To calculate the proposed changes, the SBA used a recently revised “size standards methodology,” which among other changes calculates a disparity ratio for each industry based on the current small business portion of contract obligations and the small business share of industry receipts. When calculating an industry’s disparity ratio, if the ratio fell below 0.8, the SBA concluded that small businesses were substantially underrepresented in the federal market with the current size standard. A high ratio above 0.8 led the SBA to consider small business to be overrepresented. Based on SBA’s analysis, 263 out of 513 industries and subindustries demonstrated a need for an increase in the applicable size standard. The extent of the proposed increase varied by industry based on this analysis. For example, SBA increased current monetary-based small business definitions for the satellite communication industry from $44 million to $45 million and the pipeline transportation of natural gas from $41.5 million to $46 million.

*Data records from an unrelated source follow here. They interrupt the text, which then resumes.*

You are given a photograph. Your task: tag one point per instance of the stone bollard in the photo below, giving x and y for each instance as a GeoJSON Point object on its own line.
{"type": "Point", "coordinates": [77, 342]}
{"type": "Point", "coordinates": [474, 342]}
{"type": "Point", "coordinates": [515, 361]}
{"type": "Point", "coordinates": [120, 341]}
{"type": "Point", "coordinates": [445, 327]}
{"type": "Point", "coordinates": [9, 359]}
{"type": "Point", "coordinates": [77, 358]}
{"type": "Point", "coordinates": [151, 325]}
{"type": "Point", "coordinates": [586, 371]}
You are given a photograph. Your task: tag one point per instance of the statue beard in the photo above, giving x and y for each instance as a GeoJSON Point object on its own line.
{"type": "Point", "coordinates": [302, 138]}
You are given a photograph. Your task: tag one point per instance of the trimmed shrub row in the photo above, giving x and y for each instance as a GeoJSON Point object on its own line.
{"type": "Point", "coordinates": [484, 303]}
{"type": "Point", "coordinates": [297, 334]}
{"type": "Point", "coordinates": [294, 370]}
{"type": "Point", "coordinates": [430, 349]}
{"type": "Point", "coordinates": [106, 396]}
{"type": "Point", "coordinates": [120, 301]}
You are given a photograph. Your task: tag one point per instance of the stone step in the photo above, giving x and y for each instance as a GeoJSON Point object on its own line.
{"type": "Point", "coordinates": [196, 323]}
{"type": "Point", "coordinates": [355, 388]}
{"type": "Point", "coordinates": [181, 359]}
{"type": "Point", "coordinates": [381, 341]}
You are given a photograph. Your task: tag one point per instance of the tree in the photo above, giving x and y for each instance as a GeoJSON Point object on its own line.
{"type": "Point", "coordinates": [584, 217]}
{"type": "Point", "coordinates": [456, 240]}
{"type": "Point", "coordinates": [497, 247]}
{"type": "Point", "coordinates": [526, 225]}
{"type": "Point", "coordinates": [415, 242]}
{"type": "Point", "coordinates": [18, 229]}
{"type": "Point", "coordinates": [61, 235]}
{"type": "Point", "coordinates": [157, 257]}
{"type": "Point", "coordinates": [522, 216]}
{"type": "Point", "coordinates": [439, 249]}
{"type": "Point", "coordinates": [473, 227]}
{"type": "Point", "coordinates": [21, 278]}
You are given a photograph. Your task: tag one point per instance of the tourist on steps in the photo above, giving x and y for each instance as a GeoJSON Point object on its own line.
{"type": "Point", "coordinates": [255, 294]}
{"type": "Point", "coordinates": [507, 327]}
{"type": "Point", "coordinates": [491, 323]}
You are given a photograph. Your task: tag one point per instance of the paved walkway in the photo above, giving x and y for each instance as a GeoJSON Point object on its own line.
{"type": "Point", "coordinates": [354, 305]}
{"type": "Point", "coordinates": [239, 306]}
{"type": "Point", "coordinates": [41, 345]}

Interested parties can compare the current monetary thresholds (available here in the SBA’s table of size standard as of March 2023) against SBA’s proposed increases (at the chart included at the end of the rulemaking).
One likely (and intended) effect of the proposed rule is increased federal contracting competition resulting from a larger pool of qualifying small businesses. That may lead to lower prices for the government under set-aside competitions but also an increase in the number of procurements set aside. SBA also acknowledged that a potential downside is that “smaller small businesses could face some disadvantage in competing for set-aside contracts against their larger counterparts.”
Additionally, the SBA noted that its analysis proposed decreasing size standards for 203 industries and nine subindustries but ultimately decided to maintain the current size standards for those industries, including military and aerospace equipment and weapons and environmental consulting services. SBA’s rationale for declining to decrease size standards included that doing so was counter to SBA’s mission of promoting the interests of small business and free competitive enterprise, would potentially lessen the competition on set-asides, and could have negative impacts on the economy, government contracting, and the defense industrial base.
Comments to the proposed rule are due before October 21, 2025. SBA intends to publish another proposed rule on employee-based size standards in the near future.